Our program is designed to embrace our soldiers, sailors, airmen, marines, reservists and guardsmen, without further wounding them. We know that the way in which a trauma survivor is responded to and cared for in the aftermath of the trauma is, at times, more significant to their healing than the original event or events. Trauma rarely happens in isolation. With combat soldiers in particular, trauma happens in the context of a highly disciplined, cohesive, interdependent group. For this reason, healing needs to involve the acceptance of a group, not only of fellow soldiers, but also of civilians who are able to listen without judgment, bear witness, and ultimately shoulder some of the guilt and blame so that the warrior does not need to carry it alone.

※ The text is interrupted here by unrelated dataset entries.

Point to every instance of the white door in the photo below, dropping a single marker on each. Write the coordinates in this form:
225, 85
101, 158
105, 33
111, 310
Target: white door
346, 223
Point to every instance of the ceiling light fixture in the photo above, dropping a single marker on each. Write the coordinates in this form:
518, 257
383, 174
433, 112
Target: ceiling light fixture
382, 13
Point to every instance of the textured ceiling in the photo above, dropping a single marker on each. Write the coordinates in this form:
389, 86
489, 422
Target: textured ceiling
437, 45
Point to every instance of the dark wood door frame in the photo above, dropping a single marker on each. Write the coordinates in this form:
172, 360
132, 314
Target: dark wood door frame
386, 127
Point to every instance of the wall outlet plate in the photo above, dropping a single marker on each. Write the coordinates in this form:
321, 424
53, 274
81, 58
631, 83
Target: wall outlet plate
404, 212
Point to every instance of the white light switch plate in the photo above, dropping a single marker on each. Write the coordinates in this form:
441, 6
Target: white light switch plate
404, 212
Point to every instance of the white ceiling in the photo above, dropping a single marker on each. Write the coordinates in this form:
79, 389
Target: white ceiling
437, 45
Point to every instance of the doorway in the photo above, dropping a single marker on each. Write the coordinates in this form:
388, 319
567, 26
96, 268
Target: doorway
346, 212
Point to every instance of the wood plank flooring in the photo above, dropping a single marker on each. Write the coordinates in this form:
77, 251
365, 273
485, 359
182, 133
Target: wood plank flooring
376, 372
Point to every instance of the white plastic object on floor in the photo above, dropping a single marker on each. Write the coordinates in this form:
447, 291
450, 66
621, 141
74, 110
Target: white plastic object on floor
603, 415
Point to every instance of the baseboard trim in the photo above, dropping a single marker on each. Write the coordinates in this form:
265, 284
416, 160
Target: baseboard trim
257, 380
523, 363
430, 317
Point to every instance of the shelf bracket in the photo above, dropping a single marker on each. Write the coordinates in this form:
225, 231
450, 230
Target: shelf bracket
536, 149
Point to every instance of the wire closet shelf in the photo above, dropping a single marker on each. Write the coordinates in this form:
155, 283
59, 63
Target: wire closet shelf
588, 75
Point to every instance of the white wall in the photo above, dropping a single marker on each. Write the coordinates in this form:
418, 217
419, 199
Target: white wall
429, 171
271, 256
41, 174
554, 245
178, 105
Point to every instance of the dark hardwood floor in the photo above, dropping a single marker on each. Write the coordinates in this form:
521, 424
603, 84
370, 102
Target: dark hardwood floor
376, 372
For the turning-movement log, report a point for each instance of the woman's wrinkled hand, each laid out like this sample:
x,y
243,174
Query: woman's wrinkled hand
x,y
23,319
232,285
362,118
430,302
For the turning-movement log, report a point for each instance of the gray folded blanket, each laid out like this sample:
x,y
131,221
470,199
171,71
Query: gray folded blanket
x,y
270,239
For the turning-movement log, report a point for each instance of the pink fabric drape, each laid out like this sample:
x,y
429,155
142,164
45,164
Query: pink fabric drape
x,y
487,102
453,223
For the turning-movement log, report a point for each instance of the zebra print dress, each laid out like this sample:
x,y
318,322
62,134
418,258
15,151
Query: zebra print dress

The mission of Warrior Camp is to create an environment in which the trauma of war can be addressed. The camps are week-long retreats located in serene and secluded locations that foster the development of a close-knit community within which healing can occur. They include a healthy balance of trauma therapy, relaxation and leisure activities.
Warrior Camp® Video
Warrior Camps run for 7 days, not including a travel day on either end. All participants are screened by a clinician prior to camp to assess readiness for both group and individual treatment. Full participation in group activities is encouraged as it fosters connection, community and support. Group activities consist of modified debriefings or meetings, team building activities (there are lots of these to choose from), equine assisted psychotherapy, yoga, and hikes or other sports.
Participation in individual treatment, while strongly recommended, is always on a voluntary basis. Treatments offered are EMDR (Eye Movement Desensitization and Reprocessing), Yoga, and Equine Assisted Psychotherapy (EAP). While it is our experience that warriors tend to try out all activities that are offered, involvement in group and/or individual treatment and activities is always a choice.
The clinical team consists of several EMDR clinicians, an equine psychotherapy team made up of two people (plus horses), and a yoga instructor.
On either end of the camp (day one and the last day) there is attention to introductions and then to saying goodbye. Warriors are given referrals for continued treatment by clinicians in their home cities, if needed.
While this schedule might seem tight it is our experience that starting with a well thought-out structure and then bending it as appropriate creates safety and willingness to engage in the process.
The Pilot camp was held in 2013 at a horse farm in New Hampshire. Two additional WCs have been held and four more are scheduled throughout the end of 2014.
Evaluation of the interventions used at the first three Warrior Camp programs is being conducted by Weill Cornell Medical College Department of Public Health.